Member of the Nova Scotia House of Assembly for Pictou East
- In office June 13, 2006 – October 8, 2013
- Preceded by: Jim DeWolfe
- Succeeded by: Tim Houston

Personal details
- Born: 1945 or 1946 (age 79–80)
- Party: NDP

= Clarrie MacKinnon =

Canadian politician

Clarence "Clarrie" MacKinnon is a former Canadian politician, who represented the constituency of Pictou East in the Nova Scotia House of Assembly from 2006 to 2013. He was a member of the Nova Scotia New Democratic Party.

MacKinnon has a Bachelor of Arts in political science from Mount Saint Vincent University, and a Master of Marine Management from Dalhousie University. He has started part-time work on a PhD from the University of Cardiff in Wales, UK in Earth, Oceans and Planetary Science. MacKinnon has been employed in news media, public relations, and in the fishing industry.

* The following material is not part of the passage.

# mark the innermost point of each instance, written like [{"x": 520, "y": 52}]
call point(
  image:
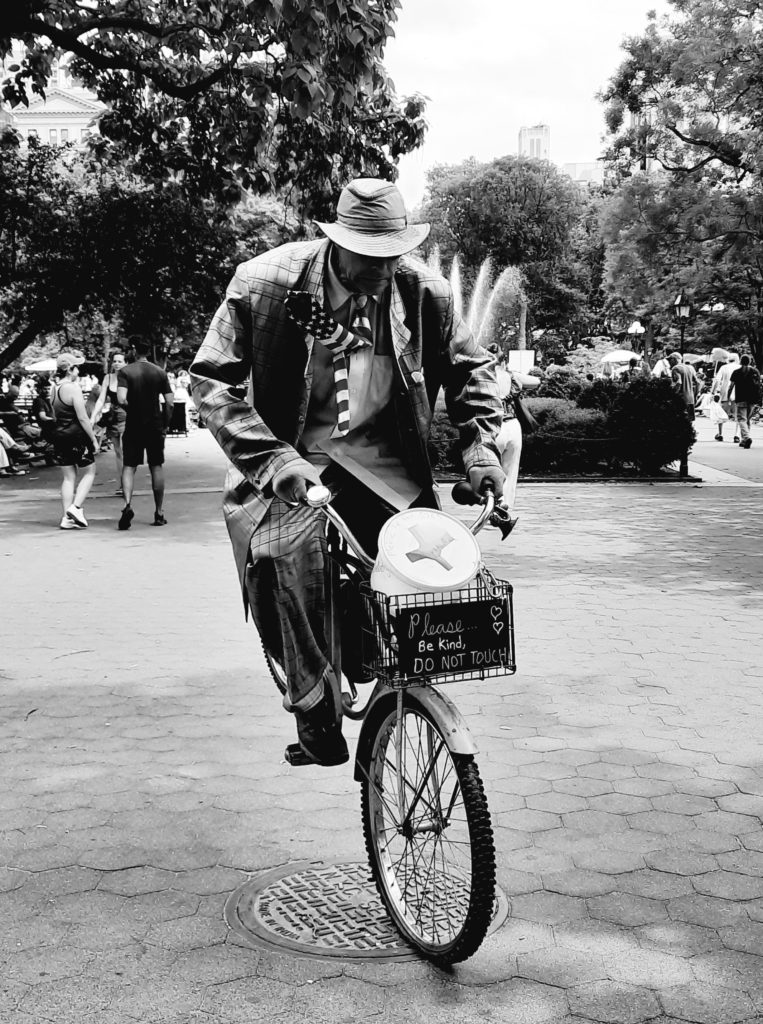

He has been a roughneck, worked on a woods crew and sold shoes and mobile homes.

The 2006 provincial election was MacKinnon's first successful run for provincial office. In a very close race, he won the seat with 36.73% of the vote, defeating his nearest opponent by 107 votes.

Prior to June 2009, MacKinnon was the New Democratic Caucus' critic for Economic Development.